3 minute read

A Community of Rainbows

In Phoenix, the nation’s fifth largest city, pride and community are celebrated in many ways. From each individual’s creative expression to the businesses and organizations they choose to support – both can be found in nearly every aspect of daily life.

Only a few times a year, though, are there opportunities for the entire community to converge and celebrate pride together – one of which is Rainbows Festival.

Each fall, as summer begins to fade, this street fair-style event offers the

LGBTQ community and allies of all ages a place to gather, see a full lineup of entertainment, eat and drink, shop, become acquainted with local resources, network and – most importantly – celebrate.
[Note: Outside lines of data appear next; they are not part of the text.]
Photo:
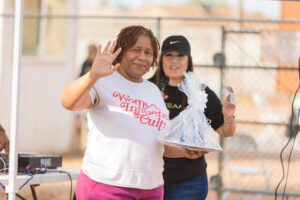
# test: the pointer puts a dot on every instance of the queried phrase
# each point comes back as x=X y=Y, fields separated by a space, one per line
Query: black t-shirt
x=177 y=170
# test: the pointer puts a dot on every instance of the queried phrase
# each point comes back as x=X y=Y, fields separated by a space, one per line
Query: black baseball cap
x=176 y=43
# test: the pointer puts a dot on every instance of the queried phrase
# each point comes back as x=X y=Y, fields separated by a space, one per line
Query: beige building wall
x=44 y=126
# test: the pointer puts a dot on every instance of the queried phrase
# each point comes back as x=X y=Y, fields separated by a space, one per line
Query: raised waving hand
x=102 y=65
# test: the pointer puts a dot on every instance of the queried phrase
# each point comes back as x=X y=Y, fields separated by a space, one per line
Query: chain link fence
x=258 y=58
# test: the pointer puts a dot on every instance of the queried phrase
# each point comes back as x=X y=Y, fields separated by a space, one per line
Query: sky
x=271 y=8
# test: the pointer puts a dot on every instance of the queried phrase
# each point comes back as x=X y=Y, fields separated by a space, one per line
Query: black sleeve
x=213 y=109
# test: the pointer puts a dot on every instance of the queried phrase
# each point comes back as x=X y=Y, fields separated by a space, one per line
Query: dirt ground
x=61 y=190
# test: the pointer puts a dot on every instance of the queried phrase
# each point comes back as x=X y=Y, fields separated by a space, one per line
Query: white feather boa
x=191 y=128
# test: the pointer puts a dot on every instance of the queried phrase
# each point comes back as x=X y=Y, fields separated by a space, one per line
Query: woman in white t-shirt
x=125 y=114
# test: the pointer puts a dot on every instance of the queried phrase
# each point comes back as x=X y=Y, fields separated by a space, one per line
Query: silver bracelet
x=232 y=119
Produced annually by Phoenix Pride, this year’s festival will take place from 10 a.m. to 6 p.m. Oct. 20-21 at Heritage Square Park in downtown Phoenix.

According to Mike Fornelli, Phoenix Pride executive director, attendees can expect to see an increase in the number of exhibitors and vendors this year, due

to a greater interest – and support – from LGBTQ and allied organizations.
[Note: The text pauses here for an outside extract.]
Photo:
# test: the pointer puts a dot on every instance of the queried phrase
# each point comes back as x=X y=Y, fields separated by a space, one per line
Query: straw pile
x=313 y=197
Fornelli attributes this, in part, to the current political climate and upcoming election. This year, such organizations as the Arizona Democratic Party and the Human Rights Campaign will have booths at the festival in an effort to encourage, and register, community members to vote in the November election.
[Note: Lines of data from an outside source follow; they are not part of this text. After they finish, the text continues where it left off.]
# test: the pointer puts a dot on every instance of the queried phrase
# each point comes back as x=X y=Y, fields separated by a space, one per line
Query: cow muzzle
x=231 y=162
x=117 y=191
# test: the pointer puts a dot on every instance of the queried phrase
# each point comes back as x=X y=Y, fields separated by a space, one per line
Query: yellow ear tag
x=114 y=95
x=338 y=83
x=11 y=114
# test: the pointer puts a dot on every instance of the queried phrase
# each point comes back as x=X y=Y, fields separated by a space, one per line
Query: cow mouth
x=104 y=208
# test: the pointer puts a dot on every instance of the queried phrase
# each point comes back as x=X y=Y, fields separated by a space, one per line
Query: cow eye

“It’s a huge opportunity to get it out there [and spread the word] that people need to get to the polls and vote for LGBT[Q] initiatives,” he added.

The community-focus, that doesn’t cost to attend, also coincides with LGBT[Q] History Month (observed nationally each October).

“I think it’s important to have a community celebration that doesn’t cost anybody anything,” he said. “I think the intimate feel of a street fair, as opposed to a huge festival, means a lot to a whole lot of people.”

A Street Fair with Flair

In the same format as previous years, the 2018 Rainbows Festival will feature a variety of entertainers on two stages, a pet area, food vendors and exhibitors throughout the grounds.

This year the festival will feature two headliners from “RuPaul’s Drag Race.” Detox (Season 5) will take the main stage Oct. 20 and Raja (Season 3 winner) will perform Oct. 21.

Additionally, local bars and pageant systems will showcase their most-loved entertainers and reigning titleholders on the festival’s stages.

“Because it’s more of a communityoriented event, more so than the Pride Festival, I want to utilize as much local entertainment as we can,” Fornelli said.

Following a hiatus, the Miss and Mister Junior Phoenix Pride Pageant will return to the community stage this year. According to Phoenix Pride, the goal of the Miss and Mister Junior Phoenix Pride Pageant is to “encourage youth participation in on-stage performance and encourage more young people to take an active role in being a leader in our LGBTQ community.”

Pageant contestants compete in the categories of creative rainbow wear, on-stage question, and talent. Judges score the contestants in each category. The preliminary competitions are open to youth ages 14-20. For more information, visit phoenixpride.org.

Phoenix Pride works alongside hundreds of volunteers and businesses each year to organize Rainbows Festival, the Phoenix Pride festival and parade, the Miss and Mister Phoenix Pride Pageant, the annual Pride Brunch and other LGBTQ events.

Paying It Forward

It takes countless volunteers to bring Rainbows Festival to life each year. Dedicated volunteers, including Alek Robbins and Stella Kowalczyk, take on leadership roles that require their attendance at meetings leading up to the two-day celebration.

After serving as assistant volunteer manager at last year, Robbins will be donating as the support liaison. Kowalczyk, who started out as volunteer interpreter, has moved into the role of accessibility manager.

Robbins first became involved with Phoenix Pride shortly after moving to Phoenix from San Diego, where he attended his first Pride at age 18. For him, that experience was lifechanging and he hopes to help make Rainbows Festival just as meaningful to festivalgoers.

“We are lucky here in Phoenix because we have … two amazing events where we can be free to be our authentic selves without fear,” Robbins said.

During her time as accessibility manager, Kowalczyk has worked to make both Phoenix Pride and Rainbows festivals accessible to everyone, including those who are hearing and visually-impaired.

“The people in the deaf community are a big part of the LGBT[Q] community, and as such, we need to make sure that … the festivals themselves are accessible to [all],” Kowalczyk said. “Every year, I try to make sure we get a little bit better.”

“You can be walking the grounds after Rainbows Festival .. and you can realize that people have had experiences that they are going to take with them for the rest of their lives,” Kowalczyk said. “Maybe it’s their first Pride. Maybe it’s their first opportunity to be their authentic selves. Maybe it’s their first opportunity to come out. And you haven’t seen it. You haven’t touched it, but I guarantee you have felt it in your heart … Being a part of the community, being able to bring that to the community is amazing.”